Высокий риск малигнизации новообразований кожи наряду с их значительной распространенностью и неуклонным ростом заболеваемости создает существенную проблему как для врачей первичного звена, поскольку в подобных условиях сложно избежать гипердиагностики и своевременно выявить малигнизацию на ранних стадиях.

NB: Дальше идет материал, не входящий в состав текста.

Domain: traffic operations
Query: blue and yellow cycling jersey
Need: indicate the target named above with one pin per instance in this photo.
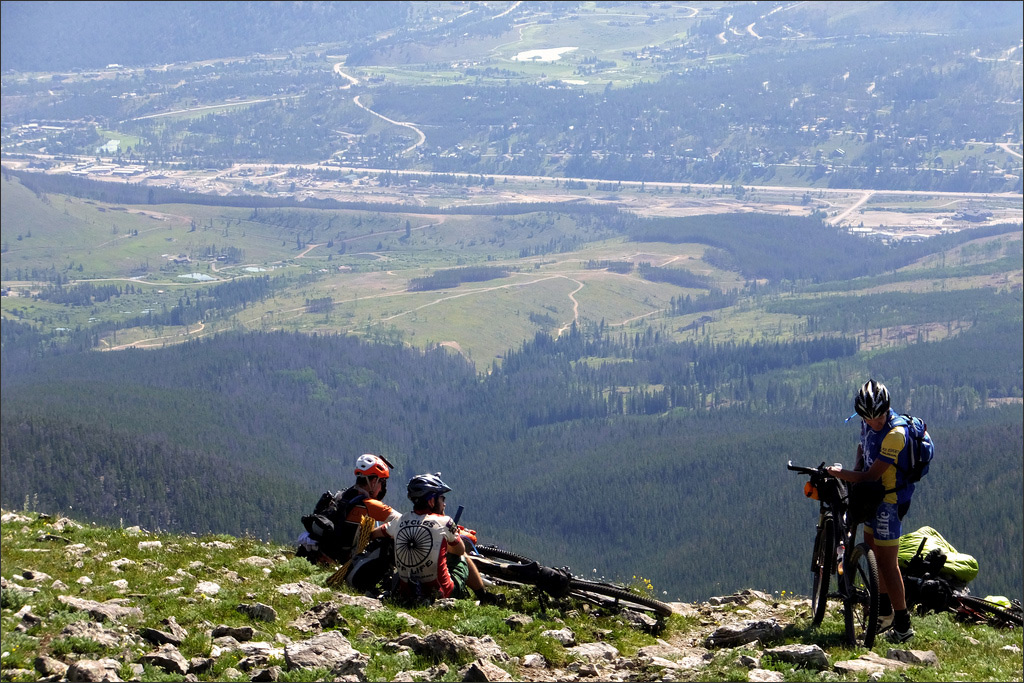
(889, 444)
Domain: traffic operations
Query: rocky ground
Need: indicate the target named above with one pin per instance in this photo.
(750, 632)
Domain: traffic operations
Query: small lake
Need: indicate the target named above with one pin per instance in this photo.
(548, 54)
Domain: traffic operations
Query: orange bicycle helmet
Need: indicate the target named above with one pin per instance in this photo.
(369, 465)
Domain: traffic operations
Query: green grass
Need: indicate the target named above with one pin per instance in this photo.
(966, 652)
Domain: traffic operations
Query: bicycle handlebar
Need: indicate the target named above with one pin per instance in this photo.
(806, 470)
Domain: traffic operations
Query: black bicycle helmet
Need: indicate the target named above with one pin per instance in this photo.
(425, 485)
(871, 400)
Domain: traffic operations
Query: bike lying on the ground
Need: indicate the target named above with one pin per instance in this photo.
(929, 589)
(508, 567)
(843, 569)
(373, 568)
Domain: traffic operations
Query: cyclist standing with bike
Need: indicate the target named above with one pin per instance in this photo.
(883, 446)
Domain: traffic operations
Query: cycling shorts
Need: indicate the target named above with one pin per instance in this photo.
(459, 570)
(887, 524)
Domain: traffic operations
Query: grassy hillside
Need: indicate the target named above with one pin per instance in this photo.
(186, 591)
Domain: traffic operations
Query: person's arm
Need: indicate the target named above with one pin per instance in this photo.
(456, 546)
(858, 465)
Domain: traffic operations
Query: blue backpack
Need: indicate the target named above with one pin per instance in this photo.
(922, 447)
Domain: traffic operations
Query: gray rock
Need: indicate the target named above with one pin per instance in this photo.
(253, 662)
(158, 637)
(684, 608)
(91, 631)
(640, 621)
(270, 674)
(111, 610)
(732, 635)
(93, 670)
(258, 611)
(35, 575)
(26, 619)
(747, 662)
(809, 656)
(201, 665)
(535, 662)
(50, 667)
(564, 636)
(368, 603)
(516, 622)
(303, 589)
(168, 658)
(323, 615)
(868, 664)
(483, 671)
(592, 651)
(329, 649)
(915, 657)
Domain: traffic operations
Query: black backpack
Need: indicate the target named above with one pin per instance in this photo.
(328, 524)
(922, 449)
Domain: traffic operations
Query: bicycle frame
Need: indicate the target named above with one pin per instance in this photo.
(837, 554)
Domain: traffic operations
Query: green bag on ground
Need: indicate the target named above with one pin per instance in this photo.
(958, 565)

Из всех злокачественных новообразований кожи наиболее агрессивной, сложной для диагностики и тяжелой по своим последствиям является меланома кожи. Существует значительная потребность в неинвазивном методе диагностики меланомы, который бы позволял выявлять ее на ранних стадиях. «Идеальный» метод должен также давать оценку риска и прогноза для каждого конкретного случая и быть применим в массовых условиях.

Место биомаркеров в существующей системе диагностики меланомы

Существующие неинвазивные методы, направленные на выявление циркулирующих опухолевых клеток [39], являются высокочувствительными для выявления пациентов с высоким риском метастазирования, но их клиническая применимость и чувствительность в плане скрининга на меланому ранних стадий является предметом многочисленных научных дискуссий [8]. В первую очередь это связано с тем, что в настоящее время не существует маркера, который бы однозначно определял меланому на всех стадиях процесса, и особенно сложен в этом плане выбор метода для скрининговых целей. Перспективным представляется подбор панели маркеров и/или методов, которые бы позволяли в совокупности дать высокочувствительный и высокоспецифичный метод диагностики [32, 33].

Текущая система диагностики и стадирования опухолевого процесса (использование показателя Бреслоу, индекса митоза, наличия изъязвлений, метастазов и т.п.) в целом приводит к тому, что в одну клиническую группу попадают пациенты с разным прогнозом и особенностями течения опухолевого процесса. С точки зрения лечебной тактики это ведет к применению агрессивного подхода к хирургическому и адъювантному лечению в популяции в целом, что подвергает большее число пациентов побочным эффектам лечения [36].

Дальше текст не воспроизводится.